Ambre Energy’s Morrow Pacific plan involves hauling 8 million tons of coal annually from the Port of Morrow to the Port of St. Helens, where it would be loaded onto vessels headed for Asia.
The plan calls for hauling coal on covered barges from the Port of Morrow near Boardman, Ore., 190 miles down the Columbia River to the St. Helens port in Oregon.
Vancouver-based Tidewater Barge Lines Inc., an 80-year-old operator of barges and tugboats, has said it expects to be chosen for the Morrow Pacific plan. If it works out, Tidewater would deploy its tugs to guide coal-filled barges between the Morrow and St. Helens ports. It would build as many as nine new boats to do the work, and add as many as 90 workers to its staff. Tidewater now employs 235 people.
PORTLAND — Ambre Energy, the Australian company shooting for two coal export terminals along the Columbia River, is in hot water with its business partner in a Montana mine that's supposed to supply the coal Ambre would ship to Asia.
Last week, Cloud Peak Energy sued Ambre in U.S. District Court in Montana, alleging that Ambre's export plans for the Decker mine were developed without Cloud Peak's approval and asking the court to remove Ambre as the mine's manager.
Since buying a half-share in the mine last November, Ambre has engaged in "various self-dealing transactions" designed to give Ambre a "disproportionate share" of profits on Asian sales, the complaint says.

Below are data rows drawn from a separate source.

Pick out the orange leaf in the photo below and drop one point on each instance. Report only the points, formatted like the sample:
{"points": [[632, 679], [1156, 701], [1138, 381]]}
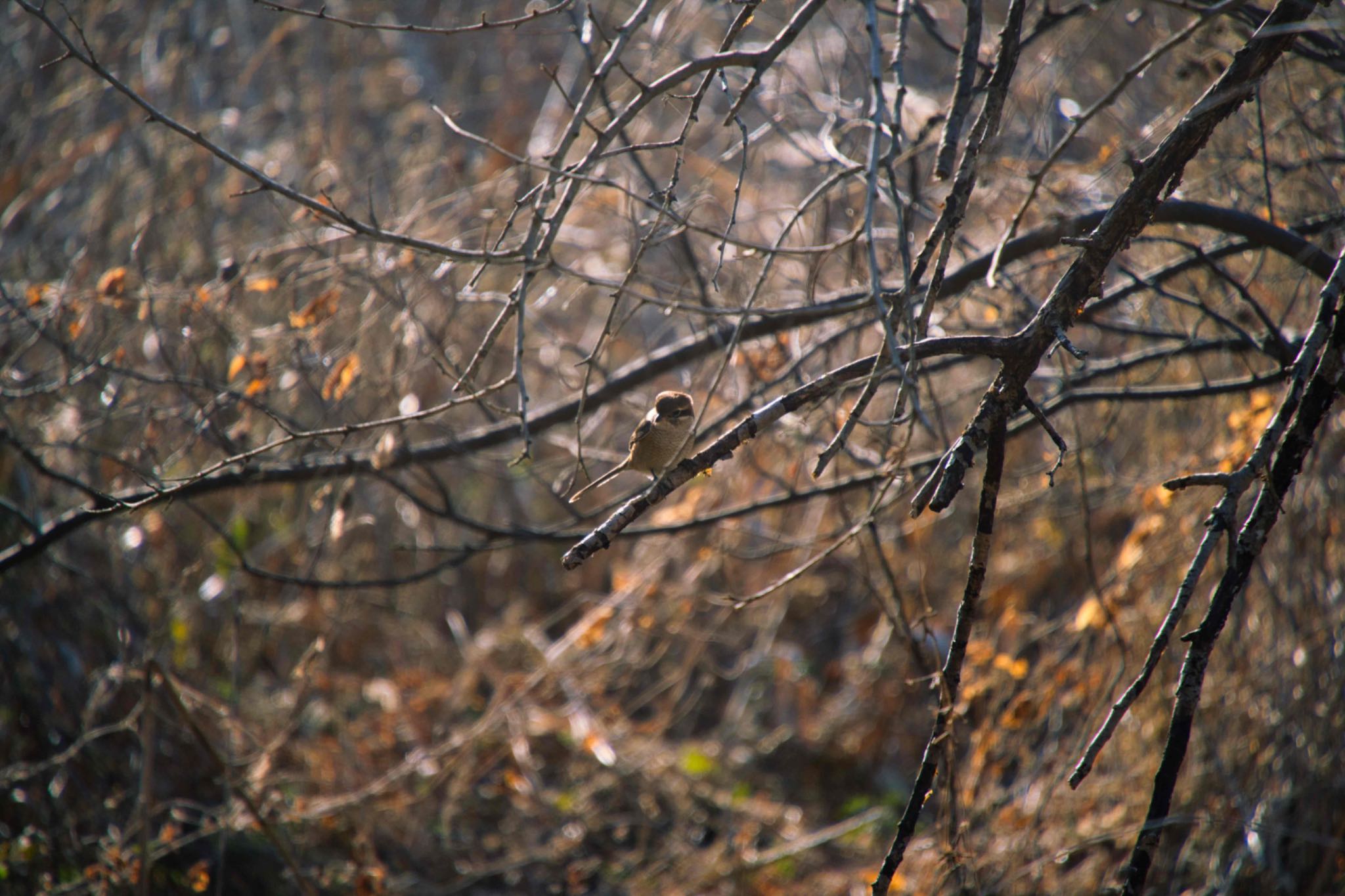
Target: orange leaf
{"points": [[37, 293], [1091, 616], [200, 878], [114, 282], [317, 310], [340, 381]]}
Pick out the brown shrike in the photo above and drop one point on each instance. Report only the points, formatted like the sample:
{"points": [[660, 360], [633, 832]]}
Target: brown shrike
{"points": [[662, 438]]}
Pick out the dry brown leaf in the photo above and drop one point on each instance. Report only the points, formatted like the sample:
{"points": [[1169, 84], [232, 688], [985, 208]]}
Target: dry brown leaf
{"points": [[114, 282], [317, 310], [342, 377], [37, 293]]}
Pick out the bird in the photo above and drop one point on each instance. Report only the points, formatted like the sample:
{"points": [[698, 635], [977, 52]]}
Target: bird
{"points": [[661, 440]]}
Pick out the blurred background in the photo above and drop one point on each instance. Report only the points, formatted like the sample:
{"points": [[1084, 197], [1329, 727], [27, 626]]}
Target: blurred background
{"points": [[351, 661]]}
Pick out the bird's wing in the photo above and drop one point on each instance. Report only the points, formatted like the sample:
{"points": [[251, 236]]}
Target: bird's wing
{"points": [[640, 431]]}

Ambre is pursuing two export terminals along the Columbia, the Millennium Bulk Terminal in Longview and a Morrow Pacific project spread between the Port of Morrow and the Port of St. Helens.

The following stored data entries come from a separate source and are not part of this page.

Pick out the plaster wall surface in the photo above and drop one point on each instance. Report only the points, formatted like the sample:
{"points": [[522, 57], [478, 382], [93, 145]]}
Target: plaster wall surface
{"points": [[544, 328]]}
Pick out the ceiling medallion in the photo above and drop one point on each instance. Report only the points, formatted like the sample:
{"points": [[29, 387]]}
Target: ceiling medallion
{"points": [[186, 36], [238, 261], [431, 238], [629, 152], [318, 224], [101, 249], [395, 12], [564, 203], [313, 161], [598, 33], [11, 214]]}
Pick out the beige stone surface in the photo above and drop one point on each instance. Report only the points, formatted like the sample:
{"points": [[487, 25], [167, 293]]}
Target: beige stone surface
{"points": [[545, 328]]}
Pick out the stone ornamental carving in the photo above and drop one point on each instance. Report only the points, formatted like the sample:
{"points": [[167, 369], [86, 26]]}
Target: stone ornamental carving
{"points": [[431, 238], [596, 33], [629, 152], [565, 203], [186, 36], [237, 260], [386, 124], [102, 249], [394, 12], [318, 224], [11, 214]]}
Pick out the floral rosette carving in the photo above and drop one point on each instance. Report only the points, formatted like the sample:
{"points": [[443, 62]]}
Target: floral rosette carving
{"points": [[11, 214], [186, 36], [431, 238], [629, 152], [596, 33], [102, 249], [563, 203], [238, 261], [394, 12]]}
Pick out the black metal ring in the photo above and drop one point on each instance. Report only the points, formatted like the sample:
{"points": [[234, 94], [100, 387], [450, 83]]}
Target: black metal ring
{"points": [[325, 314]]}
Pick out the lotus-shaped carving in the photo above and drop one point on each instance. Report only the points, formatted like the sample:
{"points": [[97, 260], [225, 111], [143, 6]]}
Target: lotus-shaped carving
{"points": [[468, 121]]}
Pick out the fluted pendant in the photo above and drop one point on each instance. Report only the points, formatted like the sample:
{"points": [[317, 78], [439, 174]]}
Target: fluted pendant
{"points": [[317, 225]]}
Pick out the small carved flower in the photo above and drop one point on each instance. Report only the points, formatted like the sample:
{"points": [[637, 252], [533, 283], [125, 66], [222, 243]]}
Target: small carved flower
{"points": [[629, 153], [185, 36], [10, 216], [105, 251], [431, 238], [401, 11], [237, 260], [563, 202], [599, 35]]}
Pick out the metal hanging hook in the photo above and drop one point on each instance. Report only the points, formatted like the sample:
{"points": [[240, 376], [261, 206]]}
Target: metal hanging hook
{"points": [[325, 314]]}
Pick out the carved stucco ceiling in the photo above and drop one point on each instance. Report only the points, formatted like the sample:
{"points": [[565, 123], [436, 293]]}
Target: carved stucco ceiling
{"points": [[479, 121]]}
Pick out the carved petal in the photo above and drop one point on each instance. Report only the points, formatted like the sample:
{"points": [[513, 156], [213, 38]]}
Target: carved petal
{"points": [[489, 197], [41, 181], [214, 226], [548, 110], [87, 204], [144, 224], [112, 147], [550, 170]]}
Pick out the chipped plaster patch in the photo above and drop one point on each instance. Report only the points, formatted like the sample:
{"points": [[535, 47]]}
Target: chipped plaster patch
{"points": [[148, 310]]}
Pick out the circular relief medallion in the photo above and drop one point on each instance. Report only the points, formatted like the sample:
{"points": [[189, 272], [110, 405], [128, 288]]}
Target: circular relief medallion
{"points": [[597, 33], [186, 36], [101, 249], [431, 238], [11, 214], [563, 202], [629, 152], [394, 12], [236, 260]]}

The Morrow Pacific project is on the fastest track. The company hopes to open it next year — it would be the first Northwest coal terminal among six proposed in Oregon and Washington. There are no U.S. terminals south of Canada now.

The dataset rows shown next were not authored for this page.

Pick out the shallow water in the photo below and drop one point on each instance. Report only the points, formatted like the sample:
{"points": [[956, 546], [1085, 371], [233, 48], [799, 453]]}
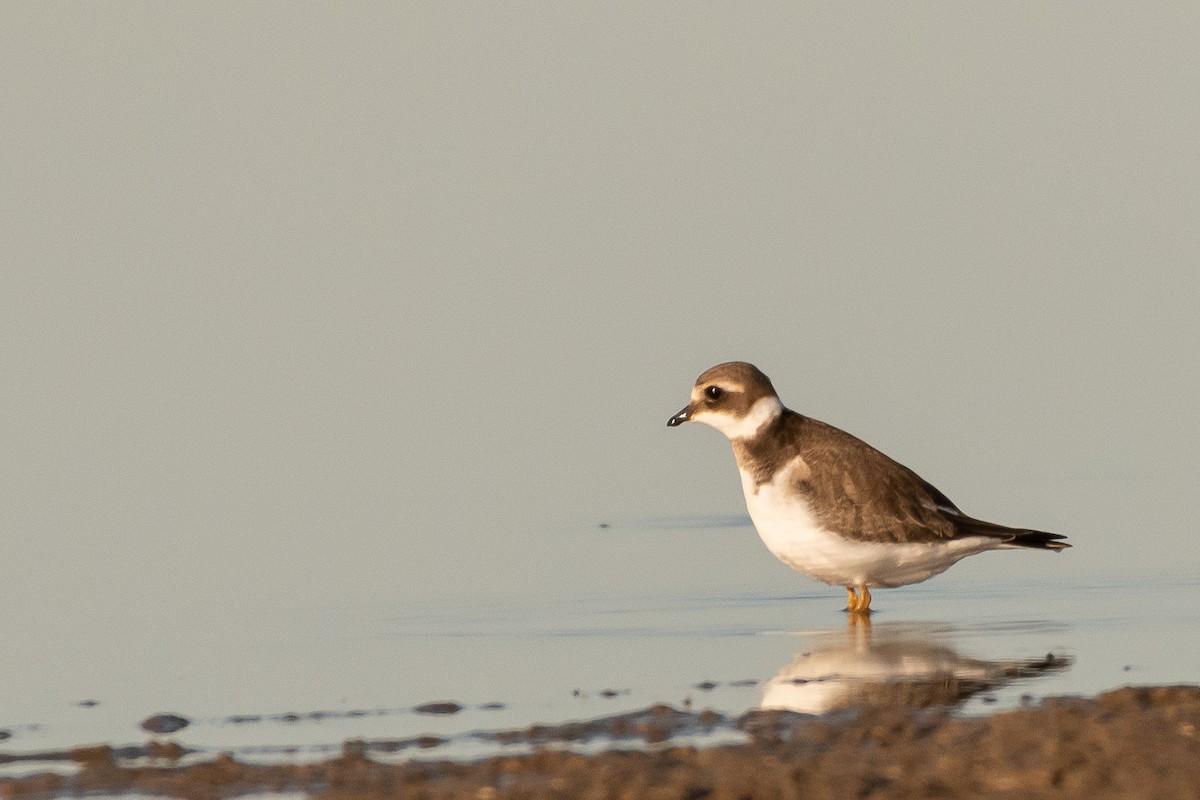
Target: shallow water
{"points": [[298, 683]]}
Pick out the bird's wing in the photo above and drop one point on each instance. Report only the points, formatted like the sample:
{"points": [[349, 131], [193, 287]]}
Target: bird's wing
{"points": [[863, 494]]}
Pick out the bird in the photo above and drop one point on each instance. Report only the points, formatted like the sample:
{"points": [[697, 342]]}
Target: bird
{"points": [[832, 506]]}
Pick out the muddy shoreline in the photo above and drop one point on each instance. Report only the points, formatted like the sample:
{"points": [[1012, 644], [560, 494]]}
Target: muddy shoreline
{"points": [[1128, 743]]}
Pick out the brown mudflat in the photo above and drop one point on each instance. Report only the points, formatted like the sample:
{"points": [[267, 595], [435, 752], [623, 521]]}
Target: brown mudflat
{"points": [[1129, 744]]}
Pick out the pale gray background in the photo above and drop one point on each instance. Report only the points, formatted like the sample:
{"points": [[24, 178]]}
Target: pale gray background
{"points": [[305, 304]]}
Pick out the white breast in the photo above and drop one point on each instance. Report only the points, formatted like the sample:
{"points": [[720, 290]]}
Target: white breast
{"points": [[792, 533]]}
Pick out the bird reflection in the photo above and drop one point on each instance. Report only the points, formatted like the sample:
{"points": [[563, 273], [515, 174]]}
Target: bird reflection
{"points": [[891, 665]]}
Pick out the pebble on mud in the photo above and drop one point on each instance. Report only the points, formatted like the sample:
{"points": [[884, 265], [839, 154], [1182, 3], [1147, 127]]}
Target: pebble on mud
{"points": [[165, 723], [441, 707]]}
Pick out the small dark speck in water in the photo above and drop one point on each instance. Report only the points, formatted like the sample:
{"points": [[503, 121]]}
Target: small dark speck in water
{"points": [[165, 723]]}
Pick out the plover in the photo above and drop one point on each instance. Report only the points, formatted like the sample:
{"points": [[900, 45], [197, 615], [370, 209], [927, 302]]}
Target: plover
{"points": [[829, 505]]}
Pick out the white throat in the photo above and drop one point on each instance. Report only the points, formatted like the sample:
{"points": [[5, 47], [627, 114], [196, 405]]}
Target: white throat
{"points": [[763, 411]]}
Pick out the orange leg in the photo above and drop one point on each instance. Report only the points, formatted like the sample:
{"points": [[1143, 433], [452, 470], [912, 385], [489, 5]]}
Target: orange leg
{"points": [[858, 602]]}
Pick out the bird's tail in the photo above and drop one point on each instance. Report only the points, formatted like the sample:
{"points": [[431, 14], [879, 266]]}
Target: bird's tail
{"points": [[1035, 540]]}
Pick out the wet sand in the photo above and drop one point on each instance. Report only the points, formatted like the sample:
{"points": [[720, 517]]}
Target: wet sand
{"points": [[1129, 743]]}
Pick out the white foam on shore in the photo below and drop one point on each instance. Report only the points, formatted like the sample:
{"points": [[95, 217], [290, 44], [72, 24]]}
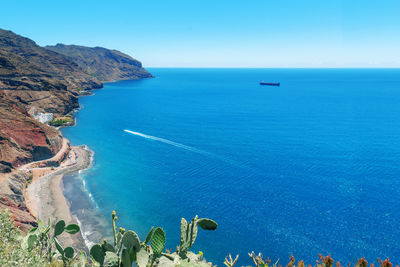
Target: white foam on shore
{"points": [[84, 234]]}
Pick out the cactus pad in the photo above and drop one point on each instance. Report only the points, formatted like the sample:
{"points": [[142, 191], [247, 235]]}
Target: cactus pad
{"points": [[158, 241], [131, 240]]}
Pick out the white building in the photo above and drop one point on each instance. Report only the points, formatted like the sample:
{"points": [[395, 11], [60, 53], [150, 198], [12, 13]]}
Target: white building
{"points": [[43, 117]]}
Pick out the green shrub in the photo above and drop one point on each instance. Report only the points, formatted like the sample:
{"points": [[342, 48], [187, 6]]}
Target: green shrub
{"points": [[11, 251]]}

Ambre signed a deal in April with two South Korean utilities to supply 4.4 million tons a year, if it can win permits for the Morrow Pacific project. Its releases cite the southeastern Montana mine as a source.
But Cloud Peak planned to close and reclaim the Decker mine after 2013, the complaint says, noting that the mine lost $21.1 million in 2011. Ambre has pursued continued mining to fulfill its export plans without approval from Cloud Peak, the company says.
In a press release issued Monday, Ambre called Cloud Peak's claims "unfounded." Ambre noted that Cloud Peak, a big player in Montana and Wyoming's Powder River Basin, is a competitor as well as a business partner.
Cloud Peak owns the Spring Creek mine next door to Decker and announced earlier this month that it purchased another nearby mine, part of acquisitions designed to "position Cloud Peak Energy well for future growth in our Asian exports."
Ambre said its plans will "dramatically" increase production at the Decker mine, adding jobs and tapping 152 million tons of remaining reserves.
In the lawsuit, Cloud Peak also raised questions about Ambre's "financial instability." Ambre's auditor reported a $23 million loss in December and issued a "going concern" opinion saying Ambre needed more capital to survive.
Ambre says it has since received more than $100 million in loans and capital.